Patience

Gudrun V
Axel Busch
Mon 6 Jun 2011 16:01
Monday, 06.06.2011, 12:00 local (16:00 UTC), 12:20.29N, 072:49.04W (47nm north of Riohacha, Colombia).
 
So, the trip to Cuba is not going as well as hoped. First of all - due to damages and the weather - we're not going to Cuba at all, but to Colombia. Which looked like an easy trip fom Puerto Rico given the predominantly easterly winds and our boat's very good sailing capabilities. The best sailing capabilities, however, are nothing in the face of no wind.And an impatient captain.
 
Sometimes Liz comes and sits with me in the cockpit. I say sometimes, because according to Liz it is not often that I can be found just sitting in the cockpit. Either I work on something, I sleep, or I run around on deck doing sailory things.

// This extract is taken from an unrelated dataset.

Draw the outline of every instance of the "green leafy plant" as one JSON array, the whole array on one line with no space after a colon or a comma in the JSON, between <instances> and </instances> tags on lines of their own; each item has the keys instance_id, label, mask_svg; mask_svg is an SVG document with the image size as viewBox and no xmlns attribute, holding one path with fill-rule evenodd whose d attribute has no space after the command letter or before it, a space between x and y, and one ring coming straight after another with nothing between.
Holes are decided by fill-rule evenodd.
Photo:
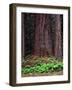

But sometimes she catches me sitting in the cockpit, and she will then always come and join me to hold, to talk, or to look at the sky and the sea together. I cherish these moments, because they are short lived.
 
Involuntarily I will notice that something is amiss or needs to be done, and jump up from our quiet musings to go about a new task. She says it's one of the reasons why she loves me. I know it's one of the reasons why calms are so hard for me to bear. It is too hot to be out. It is too hot to be in. It is too hot to do anything but to lie unmoving in the most distant corner from the sun. It might be all right if everything was quiet. But the opposite is true. A sailboat sitting in a new calm is a very noisy place, as old seas slap against it's sides, lines rattle, and blocks bang. They call out for me to stop them. But I am helpless. And that is not a state any captain likes to be in, much less an impatient one.
 
When I left Germany on a sailboat 20 months ago, I hoped that my experiences on the trip would teach me patience. So far my progress in this regard is incomplete. Maybe I have to sail for another 20 months. I'm running, however, out of patience.
 
Instead I am learning to me more adept with tools. Take the grinder, for example. Coming from a family of weavers, carpenters and mechanics I learned at an early age to use files, sanders, saws, and drills. I sawed and drilled everything. One of my favorite subjects was the living-room furniture, despite the spanking that it earned me. But the wood was just too wonderful. To my defense I can only say that the holes and cuts were very small, and that I made them with great care.
 
We also had a grinder at home, which impressed and frightened me with it's sheer abrasive power. But it is not a device you use on wood, since very quickly there would be nothing left of the wood. Therefore it was not until I started living on a steel sailboat that I came around to use it frequently. Reluctantly and carefully at first, but later more often and more confidenly. Yesterday I used it to make a new hand crank for my engine. Because of the way the engine was put into the boat, the original hand crank cannot be used. The space is too small. With the help of my newly made hand crank I hoped to be able to start the engine despite the broken starter motor.
 
Unfortunately, I couldn't. The hand crank worked fine, but I just couldn't turn it fast enough to start up the engine. The last of my options exploited, we will have to sit out all te calms. And sail into the anchorage or use the dinghy to pull us in. When we get there. We haven't made it very far in the last days. There is some wind in the morning before the oppressive heat builds up, and some in the evening when the thunderclouds pass through and we try to stay away from the lightning as much as possible. But otherwise we are sitting in the water, unmoving. 
 
This morning we went fast enough for dolphins to find interest in our bow-wave, and they swam with us for half an hour. Liz took a seat on the bow fence and watched them exitedly. I ran around with the camera and took pictures, as much of Liz as of the dolphins. Then our speed dropped below 4kn again, and the dolphins were gone in the blink of an eye. Now we are back to drifting with less than one knot, 1804m per hour. Which equals one step per second, slower than walking pace. Talk about patience.